# Don't Ask Me Why: Chapter 21, Part I



## Huilunsoittaja (Apr 6, 2010)

As for Marie, Tanya's words spoke something that cut her deep. As soon as Tanya left her, she went back to her own office, contemplating her words.

"I'm so foolish! How could I give up so quickly? I'm so weak-willed! ... I ought to get to know both of them better... that's what comes next now..."

Marie couldn't help admitting to herself that both of them were equally handsome, and also gentlemen for the most part. But there was a purity about Alex that she had not yet seen in Ernest. Marie resolved to go on a quest to learn as much as she could about both of them, but particularly Alex. He was most important.

It was so easy to think about all these things when she was alone.

It all seemed so simple.

Marie was assigned to Lab Orchestra the next week as well, and with another flutist. That tuesday night, it was all the same. Marie had now developed a tough skin, a "poker face." She would reveal her thoughts to no one. But she would inquire as much as she could.

This week was just like the past one. Marie talked with the new flutist who was an undergrad, and made friends. The music was all new again, and Marie tried her best. Brahms 3 and Tchaikovsky 5 were the focus for the night, two great Romantic masterworks. It was the same routine, each grad conductor taking his turn. It was all exciting, all intriguing.

Marie waited for her chance.

Ernest seemed to leave her alone this time, minding his own business, rarely making eye contact with Marie. Alex of course was as oblivious as usual. After the two hour session was over, Marie was tired but also anxious at the same time. This was her only chance.

Marie put her flute away slowly, and made a little chat with the other flutist whose name was Hope. She watched as Alex took his cello back to his case, and lock it in. Marie slowly got up and walked to the back of the room by the sign-in sheet, looking at her watch. Alex soon came behind her, his cello on his back.

"Hey Alex," she said casually, keeping an even expression.

"Hey Marie," he replied in the same way.

"I was just wondering, what kind of music you like. Do you like Brahms, Tchaikovsky?"

"Of course! I like just about everything, there are few things I honestly don't like. Even avant-garde is interesting to me."

"I see. Any favorites though?"

Alex thought for a moment.

"Joachim Raff and Cesar Franck."

"I think I know Franck, but who is Raff?"

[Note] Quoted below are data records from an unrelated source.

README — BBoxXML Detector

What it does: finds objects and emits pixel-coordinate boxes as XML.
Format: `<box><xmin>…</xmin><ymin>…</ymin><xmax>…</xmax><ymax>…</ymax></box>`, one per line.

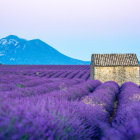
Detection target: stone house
<box><xmin>90</xmin><ymin>54</ymin><xmax>140</xmax><ymax>85</ymax></box>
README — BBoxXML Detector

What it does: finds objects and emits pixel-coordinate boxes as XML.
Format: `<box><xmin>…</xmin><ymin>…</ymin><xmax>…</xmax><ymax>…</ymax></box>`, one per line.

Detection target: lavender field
<box><xmin>0</xmin><ymin>65</ymin><xmax>140</xmax><ymax>140</ymax></box>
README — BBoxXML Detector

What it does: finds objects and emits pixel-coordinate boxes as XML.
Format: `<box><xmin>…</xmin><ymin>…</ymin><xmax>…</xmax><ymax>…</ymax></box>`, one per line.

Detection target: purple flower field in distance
<box><xmin>0</xmin><ymin>65</ymin><xmax>140</xmax><ymax>140</ymax></box>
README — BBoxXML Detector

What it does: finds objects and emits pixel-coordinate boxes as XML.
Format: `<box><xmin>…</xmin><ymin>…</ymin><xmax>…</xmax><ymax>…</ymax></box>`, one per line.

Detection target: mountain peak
<box><xmin>5</xmin><ymin>35</ymin><xmax>19</xmax><ymax>39</ymax></box>
<box><xmin>0</xmin><ymin>35</ymin><xmax>89</xmax><ymax>65</ymax></box>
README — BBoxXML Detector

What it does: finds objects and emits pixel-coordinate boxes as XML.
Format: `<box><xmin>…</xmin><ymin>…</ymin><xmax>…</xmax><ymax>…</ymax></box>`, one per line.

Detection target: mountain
<box><xmin>0</xmin><ymin>35</ymin><xmax>90</xmax><ymax>65</ymax></box>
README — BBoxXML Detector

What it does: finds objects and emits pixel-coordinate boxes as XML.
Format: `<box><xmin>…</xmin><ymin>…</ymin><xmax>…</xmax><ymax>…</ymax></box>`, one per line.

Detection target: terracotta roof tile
<box><xmin>91</xmin><ymin>54</ymin><xmax>139</xmax><ymax>66</ymax></box>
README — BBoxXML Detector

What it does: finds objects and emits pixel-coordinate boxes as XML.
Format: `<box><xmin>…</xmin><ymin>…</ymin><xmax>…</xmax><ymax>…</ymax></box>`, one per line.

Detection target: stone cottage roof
<box><xmin>92</xmin><ymin>54</ymin><xmax>139</xmax><ymax>66</ymax></box>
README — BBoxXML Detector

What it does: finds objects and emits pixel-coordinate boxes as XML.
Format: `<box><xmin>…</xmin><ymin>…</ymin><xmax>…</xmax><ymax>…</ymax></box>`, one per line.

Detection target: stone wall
<box><xmin>90</xmin><ymin>65</ymin><xmax>140</xmax><ymax>85</ymax></box>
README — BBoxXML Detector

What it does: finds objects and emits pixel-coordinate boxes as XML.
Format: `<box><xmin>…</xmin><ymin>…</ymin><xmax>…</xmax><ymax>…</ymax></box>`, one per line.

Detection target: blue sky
<box><xmin>0</xmin><ymin>0</ymin><xmax>140</xmax><ymax>60</ymax></box>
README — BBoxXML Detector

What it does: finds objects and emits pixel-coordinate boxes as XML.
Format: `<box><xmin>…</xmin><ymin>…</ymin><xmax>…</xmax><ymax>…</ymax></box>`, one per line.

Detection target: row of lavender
<box><xmin>0</xmin><ymin>65</ymin><xmax>90</xmax><ymax>80</ymax></box>
<box><xmin>0</xmin><ymin>75</ymin><xmax>119</xmax><ymax>140</ymax></box>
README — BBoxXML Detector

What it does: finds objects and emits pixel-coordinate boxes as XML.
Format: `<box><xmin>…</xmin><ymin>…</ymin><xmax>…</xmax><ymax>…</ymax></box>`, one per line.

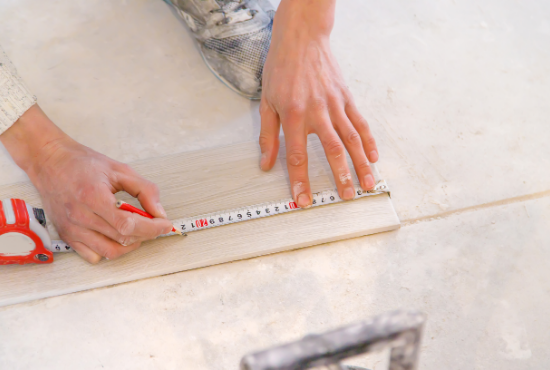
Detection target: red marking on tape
<box><xmin>195</xmin><ymin>218</ymin><xmax>208</xmax><ymax>227</ymax></box>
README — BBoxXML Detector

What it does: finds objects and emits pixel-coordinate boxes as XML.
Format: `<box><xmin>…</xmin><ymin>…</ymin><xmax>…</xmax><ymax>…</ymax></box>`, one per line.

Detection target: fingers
<box><xmin>317</xmin><ymin>114</ymin><xmax>355</xmax><ymax>200</ymax></box>
<box><xmin>116</xmin><ymin>164</ymin><xmax>166</xmax><ymax>218</ymax></box>
<box><xmin>71</xmin><ymin>207</ymin><xmax>145</xmax><ymax>246</ymax></box>
<box><xmin>68</xmin><ymin>242</ymin><xmax>102</xmax><ymax>265</ymax></box>
<box><xmin>345</xmin><ymin>102</ymin><xmax>378</xmax><ymax>163</ymax></box>
<box><xmin>330</xmin><ymin>107</ymin><xmax>375</xmax><ymax>189</ymax></box>
<box><xmin>283</xmin><ymin>114</ymin><xmax>312</xmax><ymax>208</ymax></box>
<box><xmin>260</xmin><ymin>100</ymin><xmax>280</xmax><ymax>171</ymax></box>
<box><xmin>61</xmin><ymin>227</ymin><xmax>141</xmax><ymax>263</ymax></box>
<box><xmin>92</xmin><ymin>188</ymin><xmax>173</xmax><ymax>239</ymax></box>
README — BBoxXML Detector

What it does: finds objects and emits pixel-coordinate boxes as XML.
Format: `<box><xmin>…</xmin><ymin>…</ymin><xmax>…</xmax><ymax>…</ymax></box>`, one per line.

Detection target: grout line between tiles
<box><xmin>401</xmin><ymin>190</ymin><xmax>550</xmax><ymax>227</ymax></box>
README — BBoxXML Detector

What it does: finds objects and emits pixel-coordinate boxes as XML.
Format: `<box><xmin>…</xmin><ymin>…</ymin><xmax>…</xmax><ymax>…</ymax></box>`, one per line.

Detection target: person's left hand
<box><xmin>260</xmin><ymin>0</ymin><xmax>378</xmax><ymax>208</ymax></box>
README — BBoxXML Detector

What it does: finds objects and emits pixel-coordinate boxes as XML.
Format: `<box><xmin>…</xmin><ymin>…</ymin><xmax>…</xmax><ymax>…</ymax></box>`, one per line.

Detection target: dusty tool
<box><xmin>241</xmin><ymin>311</ymin><xmax>426</xmax><ymax>370</ymax></box>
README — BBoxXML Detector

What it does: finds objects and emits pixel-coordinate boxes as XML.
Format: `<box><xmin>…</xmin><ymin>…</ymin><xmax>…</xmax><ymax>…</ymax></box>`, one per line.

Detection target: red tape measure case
<box><xmin>0</xmin><ymin>199</ymin><xmax>53</xmax><ymax>265</ymax></box>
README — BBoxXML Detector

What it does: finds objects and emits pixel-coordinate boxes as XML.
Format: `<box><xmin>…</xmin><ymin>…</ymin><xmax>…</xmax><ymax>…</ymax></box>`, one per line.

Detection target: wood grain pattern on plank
<box><xmin>0</xmin><ymin>138</ymin><xmax>399</xmax><ymax>306</ymax></box>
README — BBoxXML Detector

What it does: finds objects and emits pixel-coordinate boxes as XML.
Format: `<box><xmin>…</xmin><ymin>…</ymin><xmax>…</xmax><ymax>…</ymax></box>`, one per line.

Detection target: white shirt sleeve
<box><xmin>0</xmin><ymin>47</ymin><xmax>36</xmax><ymax>135</ymax></box>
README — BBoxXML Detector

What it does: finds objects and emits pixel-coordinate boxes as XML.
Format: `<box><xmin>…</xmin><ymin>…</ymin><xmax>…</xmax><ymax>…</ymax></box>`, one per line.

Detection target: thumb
<box><xmin>117</xmin><ymin>165</ymin><xmax>167</xmax><ymax>218</ymax></box>
<box><xmin>260</xmin><ymin>99</ymin><xmax>281</xmax><ymax>171</ymax></box>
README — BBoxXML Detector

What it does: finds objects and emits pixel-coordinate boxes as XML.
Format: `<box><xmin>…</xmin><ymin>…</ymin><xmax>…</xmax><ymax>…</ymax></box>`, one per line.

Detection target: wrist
<box><xmin>273</xmin><ymin>0</ymin><xmax>336</xmax><ymax>40</ymax></box>
<box><xmin>0</xmin><ymin>104</ymin><xmax>72</xmax><ymax>179</ymax></box>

"Oh... small composer. I've been a fan of him for quite a while... and anyone like Raff, really. That attitude towards life... exquisite orchestration..."

Alex had a pleased look on his face. Marie could tell this was something that was close to his heart.

"Do you like the Franck Violin Sonata?"

"My gosh, I love it!" his eyes went wide. "I did a transcription of that for cello and piano for my undergrad Senior recital. There are few works I adore more than that one," he said warmly.

"Makes sense why you chose the Elgar too. I know the Franck a little, and I see some similarities."

"You may be right, that tearful style," Alex watched as Marie wrote her name down, and he followed behind her.

As Marie talked with him, she felt more and more comfortable. Her first words were a little shaky, but she spoke calmly now. She was honestly very curious about him, and had to restrain herself from going on with more and more questions. They said their good-byes, and parted at that point.

If only he would also have asked a question or two about herself.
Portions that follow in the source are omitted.